For one thing, it requires an obsessive focus on the customer, not on yourself. You may not want to pour water right then, but if a glass is approaching empty, you need to do it. You might want to serve the next course, but if a guest just left for the restroom, you must hold it--maybe even remake it so it arrives at the table as it should. To be a great server, you have to put the wishes of your customers ahead of your own over and over and over again. That alone is very hard.

It's even harder than it should be, however, because most restaurants don't spend enough on service. If you give a server too many tables to cover, he or she is doomed to fail. Similarly, if no one has trained you on serving on the left and taking from the right, then no one should expect you to have that data. And, of course, there's the money factor: Great servers should make livings commensurate with their skill. If that means raising the prices a bit, so be it.

Finally, great service demands a very difficult level of subjugation of your own concerns. When you deliver a perfectly cooked medium-rare steak to the man who explicitly ordered it that way, and he then declares in a loud voice that he wanted it cooked brown all the way through (an abomination, by the way), you have to take it back--even though neither you nor the kitchen did anything wrong. Dealing with difficult customers is part of the job. (I have to say that I try very, very hard never to be such a customer.)

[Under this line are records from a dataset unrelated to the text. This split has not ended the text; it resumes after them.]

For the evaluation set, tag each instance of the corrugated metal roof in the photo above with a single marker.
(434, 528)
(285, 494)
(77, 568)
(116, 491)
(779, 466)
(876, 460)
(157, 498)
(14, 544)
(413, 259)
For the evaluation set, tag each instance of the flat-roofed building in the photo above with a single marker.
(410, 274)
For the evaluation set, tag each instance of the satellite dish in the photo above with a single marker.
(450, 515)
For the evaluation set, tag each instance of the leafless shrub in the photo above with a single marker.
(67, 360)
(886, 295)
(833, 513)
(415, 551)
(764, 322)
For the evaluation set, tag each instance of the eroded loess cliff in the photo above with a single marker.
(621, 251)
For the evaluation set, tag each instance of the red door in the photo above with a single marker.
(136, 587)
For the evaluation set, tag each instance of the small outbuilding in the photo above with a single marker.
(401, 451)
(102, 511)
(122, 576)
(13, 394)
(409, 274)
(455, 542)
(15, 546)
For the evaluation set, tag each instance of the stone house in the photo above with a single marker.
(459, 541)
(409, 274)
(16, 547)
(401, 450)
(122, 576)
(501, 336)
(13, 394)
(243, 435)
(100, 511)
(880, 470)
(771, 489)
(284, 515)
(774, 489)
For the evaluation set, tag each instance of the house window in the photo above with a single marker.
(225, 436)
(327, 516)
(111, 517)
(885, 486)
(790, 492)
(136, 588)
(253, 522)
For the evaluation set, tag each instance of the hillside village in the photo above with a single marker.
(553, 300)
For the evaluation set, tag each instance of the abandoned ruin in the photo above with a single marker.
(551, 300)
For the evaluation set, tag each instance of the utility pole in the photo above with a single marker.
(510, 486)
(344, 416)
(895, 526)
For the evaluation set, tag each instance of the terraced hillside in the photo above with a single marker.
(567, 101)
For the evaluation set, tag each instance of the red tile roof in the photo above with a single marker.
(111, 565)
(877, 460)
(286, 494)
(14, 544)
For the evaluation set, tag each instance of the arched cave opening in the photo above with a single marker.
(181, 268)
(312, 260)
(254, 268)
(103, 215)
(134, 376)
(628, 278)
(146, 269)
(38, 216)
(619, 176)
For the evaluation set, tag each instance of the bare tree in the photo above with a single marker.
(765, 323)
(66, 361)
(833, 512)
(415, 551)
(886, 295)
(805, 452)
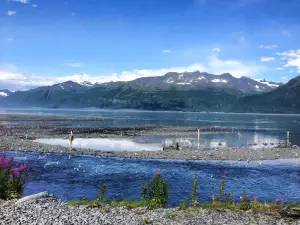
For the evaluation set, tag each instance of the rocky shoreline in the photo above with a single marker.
(51, 210)
(19, 137)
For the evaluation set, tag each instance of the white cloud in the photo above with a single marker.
(216, 50)
(267, 59)
(285, 32)
(240, 36)
(268, 46)
(291, 58)
(74, 65)
(11, 13)
(214, 65)
(166, 51)
(21, 1)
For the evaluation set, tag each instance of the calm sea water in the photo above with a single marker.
(81, 176)
(254, 128)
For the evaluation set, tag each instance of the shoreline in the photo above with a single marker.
(53, 211)
(19, 145)
(19, 137)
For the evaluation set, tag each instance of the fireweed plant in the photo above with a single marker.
(13, 177)
(155, 191)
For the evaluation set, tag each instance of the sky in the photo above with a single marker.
(43, 42)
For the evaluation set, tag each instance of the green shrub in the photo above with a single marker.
(101, 195)
(244, 205)
(222, 197)
(184, 204)
(155, 191)
(170, 214)
(13, 178)
(194, 194)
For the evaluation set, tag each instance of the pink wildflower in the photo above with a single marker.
(156, 172)
(280, 198)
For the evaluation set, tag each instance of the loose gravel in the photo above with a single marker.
(52, 211)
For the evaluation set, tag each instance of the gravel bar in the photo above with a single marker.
(53, 211)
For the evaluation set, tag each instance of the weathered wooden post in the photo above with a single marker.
(198, 138)
(287, 139)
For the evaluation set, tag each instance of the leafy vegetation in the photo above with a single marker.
(170, 214)
(155, 191)
(194, 195)
(12, 178)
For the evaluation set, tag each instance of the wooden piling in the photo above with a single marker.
(198, 138)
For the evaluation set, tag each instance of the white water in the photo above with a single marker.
(104, 144)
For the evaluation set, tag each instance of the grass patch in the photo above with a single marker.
(170, 214)
(131, 204)
(147, 221)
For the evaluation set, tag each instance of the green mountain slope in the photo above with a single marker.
(284, 99)
(128, 97)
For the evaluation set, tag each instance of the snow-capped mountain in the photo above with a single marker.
(198, 80)
(87, 84)
(5, 93)
(270, 83)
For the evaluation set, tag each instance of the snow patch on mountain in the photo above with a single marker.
(3, 94)
(219, 81)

It's no surprise, then, that great service is rare. When you find it, however, it is a joy to behold and to experience. Dine at The French Laundry or Joel Robuchon, to name but two pinnacles of service, and you will understand how good service can be. If, however, you're eating at a less lofty place and the service lags the food, try to be understanding; the odds are that the servers are understaffed, undertrained, underpaid, and doing the best they can.

And always, always, tip a full twenty percent (or more) unless you have a very specific reason for tipping less--and even then, be sure the problem you have is with the servers and not anyone else.